Mixed-size allocations appear later:
- Suppose you then malloc(1 KiB) :
  - Allocator maps that request to a larger size-class (say 1024 B).
  - It will allocate from a run/span dedicated to that class. If none exists:
    - It may grab one or more pages inside the same chunk and create a span for 1 KiB blocks.

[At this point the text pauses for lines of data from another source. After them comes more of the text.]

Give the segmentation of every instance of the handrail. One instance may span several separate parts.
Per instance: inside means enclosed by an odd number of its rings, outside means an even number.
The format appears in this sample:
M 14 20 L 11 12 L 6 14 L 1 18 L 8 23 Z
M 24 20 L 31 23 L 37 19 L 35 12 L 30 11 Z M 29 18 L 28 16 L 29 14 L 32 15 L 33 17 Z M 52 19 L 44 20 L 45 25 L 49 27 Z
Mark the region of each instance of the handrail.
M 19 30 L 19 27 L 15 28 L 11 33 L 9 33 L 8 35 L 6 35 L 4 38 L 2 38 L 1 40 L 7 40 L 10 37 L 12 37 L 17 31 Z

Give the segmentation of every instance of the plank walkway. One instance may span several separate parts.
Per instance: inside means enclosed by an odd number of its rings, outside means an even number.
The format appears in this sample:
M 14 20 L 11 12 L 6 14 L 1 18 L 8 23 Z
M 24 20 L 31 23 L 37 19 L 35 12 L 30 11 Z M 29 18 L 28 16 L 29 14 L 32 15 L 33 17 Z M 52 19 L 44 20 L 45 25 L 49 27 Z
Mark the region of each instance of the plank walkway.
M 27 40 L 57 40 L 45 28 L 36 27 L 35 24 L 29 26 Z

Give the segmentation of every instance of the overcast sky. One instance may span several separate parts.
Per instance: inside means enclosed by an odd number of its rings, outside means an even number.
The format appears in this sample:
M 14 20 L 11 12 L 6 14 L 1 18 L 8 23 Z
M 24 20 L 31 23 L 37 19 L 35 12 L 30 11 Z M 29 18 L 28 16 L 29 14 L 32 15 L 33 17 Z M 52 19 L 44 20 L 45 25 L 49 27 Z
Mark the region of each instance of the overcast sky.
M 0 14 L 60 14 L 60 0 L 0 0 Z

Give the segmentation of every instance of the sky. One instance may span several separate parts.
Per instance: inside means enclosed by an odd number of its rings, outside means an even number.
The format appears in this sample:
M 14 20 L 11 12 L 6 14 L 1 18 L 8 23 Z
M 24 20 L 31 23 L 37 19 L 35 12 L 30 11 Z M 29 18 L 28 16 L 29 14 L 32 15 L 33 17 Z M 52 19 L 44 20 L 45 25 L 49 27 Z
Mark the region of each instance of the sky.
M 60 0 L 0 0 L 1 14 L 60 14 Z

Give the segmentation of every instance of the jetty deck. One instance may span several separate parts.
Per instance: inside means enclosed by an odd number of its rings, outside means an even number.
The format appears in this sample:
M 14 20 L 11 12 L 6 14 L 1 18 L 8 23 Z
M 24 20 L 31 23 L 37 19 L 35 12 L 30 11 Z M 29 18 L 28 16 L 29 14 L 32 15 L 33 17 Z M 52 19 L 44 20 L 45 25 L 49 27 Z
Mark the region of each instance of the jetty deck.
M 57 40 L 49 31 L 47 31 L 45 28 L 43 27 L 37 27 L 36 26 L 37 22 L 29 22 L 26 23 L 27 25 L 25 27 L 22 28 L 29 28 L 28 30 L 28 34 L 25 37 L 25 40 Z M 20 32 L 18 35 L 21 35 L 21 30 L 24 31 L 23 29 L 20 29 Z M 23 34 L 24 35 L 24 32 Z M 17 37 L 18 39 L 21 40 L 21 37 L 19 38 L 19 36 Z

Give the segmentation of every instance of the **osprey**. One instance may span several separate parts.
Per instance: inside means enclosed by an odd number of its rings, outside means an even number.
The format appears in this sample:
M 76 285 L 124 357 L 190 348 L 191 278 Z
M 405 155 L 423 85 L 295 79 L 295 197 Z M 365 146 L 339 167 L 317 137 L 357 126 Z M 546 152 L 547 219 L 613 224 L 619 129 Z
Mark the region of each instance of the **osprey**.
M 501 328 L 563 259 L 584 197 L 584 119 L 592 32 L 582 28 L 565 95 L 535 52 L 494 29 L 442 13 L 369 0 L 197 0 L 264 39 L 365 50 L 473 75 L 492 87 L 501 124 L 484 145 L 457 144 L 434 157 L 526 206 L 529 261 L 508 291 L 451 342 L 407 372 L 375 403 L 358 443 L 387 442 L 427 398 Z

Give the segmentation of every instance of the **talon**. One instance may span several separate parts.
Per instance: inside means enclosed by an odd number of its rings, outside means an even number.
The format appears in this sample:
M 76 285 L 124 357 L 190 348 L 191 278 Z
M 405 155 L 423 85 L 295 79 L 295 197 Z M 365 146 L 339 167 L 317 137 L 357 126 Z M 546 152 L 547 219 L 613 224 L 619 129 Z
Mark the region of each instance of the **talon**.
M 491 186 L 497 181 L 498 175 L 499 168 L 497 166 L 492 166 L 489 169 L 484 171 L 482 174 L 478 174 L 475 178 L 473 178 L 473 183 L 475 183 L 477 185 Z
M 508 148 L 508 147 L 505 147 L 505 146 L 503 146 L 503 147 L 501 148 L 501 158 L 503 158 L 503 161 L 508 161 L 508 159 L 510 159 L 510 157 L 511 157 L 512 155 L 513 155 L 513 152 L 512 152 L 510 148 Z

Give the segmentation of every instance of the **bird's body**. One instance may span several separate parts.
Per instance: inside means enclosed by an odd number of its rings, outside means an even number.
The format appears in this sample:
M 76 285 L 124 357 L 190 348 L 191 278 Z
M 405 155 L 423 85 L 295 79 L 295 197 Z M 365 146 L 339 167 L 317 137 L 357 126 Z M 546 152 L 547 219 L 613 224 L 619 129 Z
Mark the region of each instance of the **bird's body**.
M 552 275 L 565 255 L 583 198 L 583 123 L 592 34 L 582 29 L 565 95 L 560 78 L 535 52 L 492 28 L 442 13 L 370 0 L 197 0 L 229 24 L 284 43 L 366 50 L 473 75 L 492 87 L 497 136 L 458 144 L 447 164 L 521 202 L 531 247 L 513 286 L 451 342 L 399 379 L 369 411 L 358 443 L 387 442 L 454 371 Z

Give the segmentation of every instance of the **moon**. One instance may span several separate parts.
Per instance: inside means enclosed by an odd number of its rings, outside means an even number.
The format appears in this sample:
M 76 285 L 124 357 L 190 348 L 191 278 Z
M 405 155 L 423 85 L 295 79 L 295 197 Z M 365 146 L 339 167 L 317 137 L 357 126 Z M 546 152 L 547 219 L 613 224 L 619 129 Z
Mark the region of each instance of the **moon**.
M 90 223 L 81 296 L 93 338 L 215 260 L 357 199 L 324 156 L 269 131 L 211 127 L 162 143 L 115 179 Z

Example: one page can hold 4096 / 1024 = 4 blocks.
  - If the large request exceeds the allocator’s “large” threshold it may instead call mmap and give the caller an independent mapping (outside chunk).
```
[ chunk header |
  page0: RUN(16B) full |
  page1: RUN(16B) partly-used |
  page2: RUN(1KB) [blk0..blk3 some used] |
  page3: free page |
  ... ]
```
Freeing behavior
- Freeing a 16 B slot: allocator marks the slot free (pushes to free-list or clears bitmap). The page remains a run page. Usually the allocator does not munmap a single partially-used page.
- When an entire run/span (one or more pages) becomes fully unused, allocator heuristics may decide to:
  - keep it for reuse (common), or
  - coalesce and munmap the pages to return virtual address space (or release them to a central pool). This is allocator-specific.

Virtual Memory Mapping

mmap

mmap(..)
Tells the OS to allow read/write to a file/device as if it were in memory with byte 0 at a given address.
Even when allocator gets a mapped virtual range from the kernel, actual physical pages are usually allocated only when you touch them (page fault on first write/read). So mmap / sbrk creates virtual address space; the kernel populates physical pages on demand.
It does not magically remember or manage allocator chunks — the allocator (e.g. malloc , jemalloc, tcmalloc) is what tracks chunks and decides when to call mmap or munmap . mmap simply asks the kernel to reserve/map a virtual-address region; the kernel records that region in its VM structures and returns the address. The allocator then sub-allocates from that region without further syscalls until it needs more space (or decides to return space).

brk

brk(..)
shrink with brk can be used as "unmap".

sbrk

sbrk(..)
Asks the OS to expand/contract the size of the valid memory.
"You get multiples of page size, one way or the other".

munmap

munmap
Free pages, unmap.

Process

Your allocator ( malloc ) decides it needs more virtual address space (its internal chunks/arenas are exhausted).
The allocator issues a syscall ( mmap or sometimes sbrk / brk ) requesting a contiguous virtual region of some size (an allocator-chosen chunk, e.g. 4 MiB).
The kernel creates a VMA (e.g. vm_area_struct on Linux) covering that range and returns the base address to the allocator. No physical pages are necessarily assigned yet — only virtual address space is reserved.
The allocator records that new region in its own metadata (free lists, bitmaps, arena/chunk tables) and hands out pointers for subsequent malloc / new requests from that region — no further mmap needed while that region has free space.
When the program first accesses pages inside the region the CPU triggers page faults and the kernel assigns physical frames (demand paging).
If the allocator later frees enough whole pages or decides it no longer needs the region, it may call munmap (or shrink with brk ) to return the virtual range to the kernel.